For instance, we learn at the beginning that Abram is called out by God to leave his father and homeland and travel to a new home. Tradition claims that his father's home was in Mesopotamia and that Abram took Sarah and his small entourage and traveled to Canaan. She also informs that there are scholarly voices today that would dispute that and claim that Abram probably lived in Canaan and broke from an overlord and moved his small group to the periphery of Canaan to exist apart.
It doesn't matter to the story which you accept, the reader is free to take either tack. And that is what it exciting about this book. It provides both scholarly information and pastoral insights, that are independent of one another. One can find value in more than one way.
One of the most useful methods Ms. Gordon uses, is to infuse the discussion with Islamic interpretation. Surely, they viewed Hagar and Ishmael differently. Whereas Jewish and later Christian commentators tend to portray Isaac as the child of the "covenant", and Ishmael as turned away and some lesser interfering child, Muslims interpret events much differently. In fact, as you might expect, they tend to see Isaac as the "interfering" one.
Read fairly, it is clear that God protected both Hagar and Ishmael and made of him a great nation as well. Ironically, having just read Robert Wright's "The Evolution of God,” we get similar messages. A fair reading of the texts unencumbered by “church” overlay, suggests that there is reason for all three faiths of “the Book” to find common ground.

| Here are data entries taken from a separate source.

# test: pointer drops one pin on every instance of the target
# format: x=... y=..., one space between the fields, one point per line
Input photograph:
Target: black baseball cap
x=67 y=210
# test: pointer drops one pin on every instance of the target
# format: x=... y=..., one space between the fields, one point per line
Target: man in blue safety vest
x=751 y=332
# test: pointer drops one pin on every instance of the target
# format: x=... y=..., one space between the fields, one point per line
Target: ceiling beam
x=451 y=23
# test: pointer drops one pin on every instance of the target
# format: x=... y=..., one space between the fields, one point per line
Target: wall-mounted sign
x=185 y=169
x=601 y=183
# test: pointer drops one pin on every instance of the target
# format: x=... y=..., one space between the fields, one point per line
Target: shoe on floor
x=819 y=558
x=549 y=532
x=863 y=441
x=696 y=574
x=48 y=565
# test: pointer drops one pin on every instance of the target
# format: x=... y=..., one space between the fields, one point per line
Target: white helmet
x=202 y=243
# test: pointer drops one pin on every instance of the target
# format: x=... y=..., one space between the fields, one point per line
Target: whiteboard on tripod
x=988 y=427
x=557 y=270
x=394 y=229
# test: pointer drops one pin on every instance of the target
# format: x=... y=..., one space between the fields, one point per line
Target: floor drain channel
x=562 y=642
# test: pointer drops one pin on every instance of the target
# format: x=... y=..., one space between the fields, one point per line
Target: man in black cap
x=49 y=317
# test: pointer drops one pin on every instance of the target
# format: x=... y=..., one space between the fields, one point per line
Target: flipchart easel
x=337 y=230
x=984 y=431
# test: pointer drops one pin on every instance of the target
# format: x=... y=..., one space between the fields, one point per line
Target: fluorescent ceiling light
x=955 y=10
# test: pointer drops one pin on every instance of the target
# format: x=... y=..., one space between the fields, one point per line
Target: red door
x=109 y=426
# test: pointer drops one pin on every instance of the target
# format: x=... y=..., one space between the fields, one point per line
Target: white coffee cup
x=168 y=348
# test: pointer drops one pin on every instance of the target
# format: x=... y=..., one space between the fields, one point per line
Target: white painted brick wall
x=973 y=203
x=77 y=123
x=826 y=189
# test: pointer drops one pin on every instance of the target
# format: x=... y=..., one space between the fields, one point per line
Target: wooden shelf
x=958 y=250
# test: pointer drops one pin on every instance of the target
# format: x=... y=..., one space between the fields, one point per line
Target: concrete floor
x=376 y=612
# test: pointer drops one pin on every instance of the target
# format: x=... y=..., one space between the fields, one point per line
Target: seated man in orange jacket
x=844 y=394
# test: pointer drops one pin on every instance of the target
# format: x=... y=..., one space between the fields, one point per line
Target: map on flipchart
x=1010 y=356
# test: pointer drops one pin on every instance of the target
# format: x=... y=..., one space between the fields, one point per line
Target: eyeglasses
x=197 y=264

In other words, there is nothing in the original stories that suggests that there is not natural friendship between God’s two chosen groups, Arab and Hebrew. This is clear in the closing moments when Abraham has died and the two brothers come together in peace to bury their father.
Sarah too is shown a respect in this treatment that is perhaps long overdue in degree. She was abandoned by Abraham twice in the face of powerful kings, introduced as sister rather than wife, and thus subject to being added to the king’s harem. That she managed to emerge due to her own devices and go forth to birth Isaac at an advanced age is testimony enough to her rightful place as matriarch. Indeed, Ms. Gordon shows that there is much evidence to suggest that she was a princess in her own right and wielded great power separate and apart from Abraham. Again, the reader may accept or reject this conclusion with no adverse effect to the story.
This is indeed a thoughtful book. More than that it is lovingly written. Even more than that, it is rather superbly created out of so many disparate disciplines. Ms. Gordon demonstrates a mastery of Midrash, early church fathers, Koran commentary, biblical scholarship and their various theologies in her book.
It is a book useful to both the average person who is interested in their faith and those who teach the faith. It raises issues that are valid to us in marriage and family today. We are pushed to confront our relationship with God, how much on faith, how much we defy, argue, or accede to God as we perceive Him. Does God need to know things from us? How can we reshape our vision of God?
I promise you that you will confront these very questions and others in reading this story of a man and two women and the children they bore. Enjoy!